As has been pointed out in the helpful comments to my question, it is clear that regex is not a good tool for finding strings in C# code. I could have written a simple “parser” in the time I spent reminding my self of the regex syntax. – (Parser is a over statement as there are no “ in comments etc, it is my source code I am dealing with.)

This seems to sums it up well:

Some people, when confronted with a problem, think “I know, I'll use regular expressions.” Now they have two problems.

However until it breaks on my code I will use the regular expression Blixt has posted, but if it give me problems I will not spend match time trying to fix it before writing my own parser. E.g as a C# string it is

@"@Q(?:[^Q]+|QQ)*Q|Q(?:[^Q\\]+|\\.)*Q".Replace('Q', '\"')

Update, the above regEx had problem, so I just wrote my own parser, including writing unit tests it took about 2 hours to write the parser. That's I lot less time then I spend just trying to find (and test) a pre-canned Regex on the web.

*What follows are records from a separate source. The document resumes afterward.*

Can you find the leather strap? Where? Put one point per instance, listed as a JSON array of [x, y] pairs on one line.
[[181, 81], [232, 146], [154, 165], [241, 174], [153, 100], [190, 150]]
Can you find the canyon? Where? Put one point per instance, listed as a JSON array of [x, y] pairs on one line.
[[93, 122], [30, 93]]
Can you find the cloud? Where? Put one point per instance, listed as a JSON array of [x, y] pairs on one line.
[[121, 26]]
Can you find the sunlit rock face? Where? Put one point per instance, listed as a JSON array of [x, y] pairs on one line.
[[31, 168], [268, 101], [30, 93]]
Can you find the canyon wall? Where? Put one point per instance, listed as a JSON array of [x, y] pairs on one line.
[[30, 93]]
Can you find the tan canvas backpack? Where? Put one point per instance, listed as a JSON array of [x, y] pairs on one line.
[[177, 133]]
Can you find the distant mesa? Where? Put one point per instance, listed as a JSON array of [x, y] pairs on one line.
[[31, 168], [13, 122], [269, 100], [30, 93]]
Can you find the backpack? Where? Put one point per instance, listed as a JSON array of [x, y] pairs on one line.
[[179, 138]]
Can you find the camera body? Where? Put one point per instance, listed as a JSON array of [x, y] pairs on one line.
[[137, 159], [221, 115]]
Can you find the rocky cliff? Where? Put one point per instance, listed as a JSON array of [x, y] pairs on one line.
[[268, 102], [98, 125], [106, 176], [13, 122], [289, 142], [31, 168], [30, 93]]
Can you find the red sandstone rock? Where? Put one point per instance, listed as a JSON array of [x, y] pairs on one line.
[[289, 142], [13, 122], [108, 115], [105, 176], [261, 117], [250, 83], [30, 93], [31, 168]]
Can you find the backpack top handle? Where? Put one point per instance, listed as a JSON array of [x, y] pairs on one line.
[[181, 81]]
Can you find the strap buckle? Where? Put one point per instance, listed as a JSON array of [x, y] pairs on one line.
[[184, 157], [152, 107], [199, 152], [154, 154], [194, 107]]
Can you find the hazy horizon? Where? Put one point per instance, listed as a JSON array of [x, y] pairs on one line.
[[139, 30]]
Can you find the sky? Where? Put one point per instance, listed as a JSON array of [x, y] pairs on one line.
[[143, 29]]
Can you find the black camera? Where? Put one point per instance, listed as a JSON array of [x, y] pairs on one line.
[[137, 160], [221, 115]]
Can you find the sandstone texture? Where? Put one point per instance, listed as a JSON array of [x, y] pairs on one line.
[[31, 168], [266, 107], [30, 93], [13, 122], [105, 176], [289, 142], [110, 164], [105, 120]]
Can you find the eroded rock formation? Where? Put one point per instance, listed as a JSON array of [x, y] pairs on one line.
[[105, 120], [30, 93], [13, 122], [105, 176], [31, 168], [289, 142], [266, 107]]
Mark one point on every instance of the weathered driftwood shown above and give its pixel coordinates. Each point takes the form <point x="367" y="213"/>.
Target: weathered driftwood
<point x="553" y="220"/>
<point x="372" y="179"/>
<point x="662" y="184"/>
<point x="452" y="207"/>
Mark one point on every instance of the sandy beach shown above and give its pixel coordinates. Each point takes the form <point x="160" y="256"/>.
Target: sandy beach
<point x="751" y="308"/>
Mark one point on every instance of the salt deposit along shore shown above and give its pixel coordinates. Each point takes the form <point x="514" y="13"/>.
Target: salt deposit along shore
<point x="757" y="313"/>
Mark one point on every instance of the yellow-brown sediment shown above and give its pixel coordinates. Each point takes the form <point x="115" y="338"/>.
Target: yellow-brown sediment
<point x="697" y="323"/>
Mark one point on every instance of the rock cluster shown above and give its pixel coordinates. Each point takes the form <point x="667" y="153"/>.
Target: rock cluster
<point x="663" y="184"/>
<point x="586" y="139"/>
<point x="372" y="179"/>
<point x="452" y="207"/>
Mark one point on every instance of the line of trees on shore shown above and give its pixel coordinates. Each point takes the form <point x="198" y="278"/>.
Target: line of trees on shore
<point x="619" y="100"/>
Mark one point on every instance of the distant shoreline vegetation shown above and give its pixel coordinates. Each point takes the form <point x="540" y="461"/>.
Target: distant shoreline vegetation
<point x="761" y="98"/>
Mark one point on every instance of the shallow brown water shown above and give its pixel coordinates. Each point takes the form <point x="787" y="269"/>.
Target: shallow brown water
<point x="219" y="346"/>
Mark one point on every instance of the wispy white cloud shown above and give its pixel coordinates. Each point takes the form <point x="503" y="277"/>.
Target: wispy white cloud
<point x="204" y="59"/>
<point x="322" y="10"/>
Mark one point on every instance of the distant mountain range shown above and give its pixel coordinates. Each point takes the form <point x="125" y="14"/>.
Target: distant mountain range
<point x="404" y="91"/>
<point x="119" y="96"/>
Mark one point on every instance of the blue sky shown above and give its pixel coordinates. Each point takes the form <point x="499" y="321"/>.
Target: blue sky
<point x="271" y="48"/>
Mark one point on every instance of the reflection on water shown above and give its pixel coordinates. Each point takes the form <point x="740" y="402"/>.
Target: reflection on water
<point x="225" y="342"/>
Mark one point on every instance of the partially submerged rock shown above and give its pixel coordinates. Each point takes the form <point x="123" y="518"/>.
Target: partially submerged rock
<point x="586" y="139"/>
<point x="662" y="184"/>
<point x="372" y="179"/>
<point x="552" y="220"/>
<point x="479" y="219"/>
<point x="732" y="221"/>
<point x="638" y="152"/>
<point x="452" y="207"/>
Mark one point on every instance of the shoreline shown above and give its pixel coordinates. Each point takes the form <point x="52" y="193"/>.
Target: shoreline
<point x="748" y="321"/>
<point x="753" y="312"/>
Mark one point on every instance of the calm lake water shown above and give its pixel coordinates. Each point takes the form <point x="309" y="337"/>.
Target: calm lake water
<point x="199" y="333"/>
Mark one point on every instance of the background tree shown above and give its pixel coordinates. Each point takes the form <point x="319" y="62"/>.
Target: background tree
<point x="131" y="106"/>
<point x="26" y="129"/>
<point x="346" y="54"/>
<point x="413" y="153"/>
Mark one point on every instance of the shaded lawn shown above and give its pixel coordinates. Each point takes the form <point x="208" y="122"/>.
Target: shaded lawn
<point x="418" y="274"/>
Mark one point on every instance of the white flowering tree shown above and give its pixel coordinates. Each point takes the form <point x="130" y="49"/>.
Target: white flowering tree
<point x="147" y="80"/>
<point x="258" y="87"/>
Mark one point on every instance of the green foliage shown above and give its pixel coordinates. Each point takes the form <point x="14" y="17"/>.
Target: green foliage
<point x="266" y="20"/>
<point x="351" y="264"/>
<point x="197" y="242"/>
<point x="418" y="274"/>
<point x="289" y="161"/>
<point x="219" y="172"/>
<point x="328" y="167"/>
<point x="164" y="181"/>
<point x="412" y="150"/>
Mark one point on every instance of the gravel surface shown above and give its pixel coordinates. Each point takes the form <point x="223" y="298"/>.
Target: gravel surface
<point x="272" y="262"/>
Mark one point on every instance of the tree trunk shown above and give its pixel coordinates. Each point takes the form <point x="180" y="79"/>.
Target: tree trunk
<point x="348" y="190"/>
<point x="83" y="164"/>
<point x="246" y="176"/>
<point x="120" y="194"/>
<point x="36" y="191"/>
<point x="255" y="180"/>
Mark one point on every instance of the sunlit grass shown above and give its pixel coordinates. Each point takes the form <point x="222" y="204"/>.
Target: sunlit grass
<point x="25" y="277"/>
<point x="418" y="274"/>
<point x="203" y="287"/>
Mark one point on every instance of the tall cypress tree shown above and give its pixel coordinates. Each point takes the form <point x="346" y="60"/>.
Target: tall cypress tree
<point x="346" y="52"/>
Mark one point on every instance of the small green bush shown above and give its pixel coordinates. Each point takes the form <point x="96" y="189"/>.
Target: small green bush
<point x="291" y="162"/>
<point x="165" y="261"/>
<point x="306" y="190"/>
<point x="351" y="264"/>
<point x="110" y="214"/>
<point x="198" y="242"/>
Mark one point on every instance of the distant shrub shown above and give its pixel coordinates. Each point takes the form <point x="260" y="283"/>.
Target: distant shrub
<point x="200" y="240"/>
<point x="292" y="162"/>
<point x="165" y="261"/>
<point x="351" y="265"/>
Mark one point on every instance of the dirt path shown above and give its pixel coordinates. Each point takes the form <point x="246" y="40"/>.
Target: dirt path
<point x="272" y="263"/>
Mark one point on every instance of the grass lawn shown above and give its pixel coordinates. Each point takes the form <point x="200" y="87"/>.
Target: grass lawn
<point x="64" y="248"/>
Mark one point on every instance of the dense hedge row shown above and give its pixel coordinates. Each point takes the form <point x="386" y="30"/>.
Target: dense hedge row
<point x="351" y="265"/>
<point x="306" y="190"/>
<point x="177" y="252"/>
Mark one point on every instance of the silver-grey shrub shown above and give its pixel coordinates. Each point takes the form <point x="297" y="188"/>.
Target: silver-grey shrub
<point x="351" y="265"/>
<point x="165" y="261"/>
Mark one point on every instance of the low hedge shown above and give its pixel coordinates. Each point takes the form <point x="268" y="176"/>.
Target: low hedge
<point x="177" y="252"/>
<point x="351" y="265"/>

The problem I see to have, is I tend to avoid Regex and just write the string handling code my self, then have a lot of people claim I am wasting the client’s money by not using Regex. However whenever I try to use Regex what seems like a simple match pattern becomes match harder quickly. (None the on-line articles on using Regex in .net that I have read, have a good instruction that make it clear when NOT to use Regex. Likewise with it’s MSDN documentation)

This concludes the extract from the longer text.